Addict au sexe : «Réapprendre le sens du désir vrai»

 

 

INTERVIEW – Marc Valleur, psychiatre, est médecin-chef de l’hôpital Marmottan à Paris, centre de soins et d’accompagnement des pratiques addictives. En juin, il a publié un essai sur les thèmes des addictions contemporaines, Le Désir malade (Éd. JC Lattès), avec Jean-Claude Matysiak.

 

 

Le Figaro. - En France, il existe des consultations pour les dépendants sexuels mais il n’y a pas de centres spécialisés comme aux États-Unis. Sommes-nous en retard ?

Marc VALLEUR. – Il faut se méfier des cures de désintoxication «à l’américaine», effectuées dans des cliniques privées pour un coût exorbitant. Quand le golfeur Tiger Woods va dans un centre, le fait-il pour soigner une vraie addiction ou pour se racheter une conduite et améliorer son image ?

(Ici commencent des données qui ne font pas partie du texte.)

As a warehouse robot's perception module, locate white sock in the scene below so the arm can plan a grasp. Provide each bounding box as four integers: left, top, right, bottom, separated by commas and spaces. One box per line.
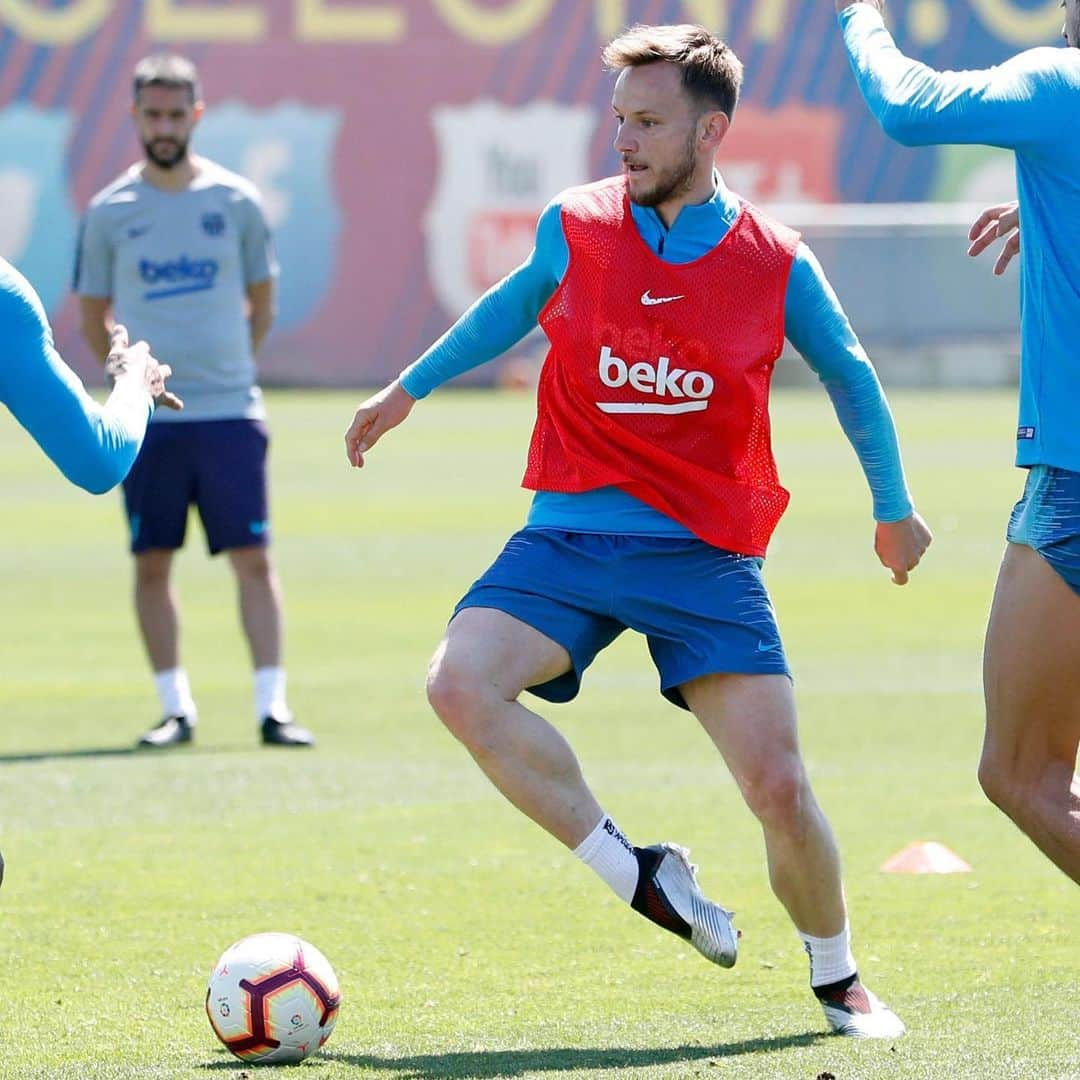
255, 667, 293, 720
153, 667, 198, 724
799, 923, 856, 986
573, 814, 637, 904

En France, plusieurs hôpitaux prennent aujourd’hui en charge des «sex addicts», qui dans leur grande majorité sont dépendants aux sites pornographiques sur Internet. L’addiction au sexe commence à être mieux reconnue, comme l’ensemble des addictions dites sans drogues. À Marmottan, une consultation existe depuis cinq ans. Nous avons une psychologue qui s’est spécialisée sur ce sujet et suit une centaine de patients. Il arrive que ces derniers soient hospitalisés mais pour dépression, et non directement pour leur dépendance.

Comment pose-t-on le diagnostic ?

Le dépendant au sexe n’est pas forcément une personne à la vie sexuelle intense. C’est une personne qui ne parvient pas à arrêter ces pratiques alors qu’elle le souhaite et cette compulsion détruit sa vie professionnelle, affective… Nous avons parfois des demandes de consultation de personnes qui pensent à tort être dépendantes au sexe. Des maris qui ont trompé leur femme par exemple. Ils se sentent très coupables et imaginent qu’ils sont malades.

Comment soigne-t-on une addiction au sexe ?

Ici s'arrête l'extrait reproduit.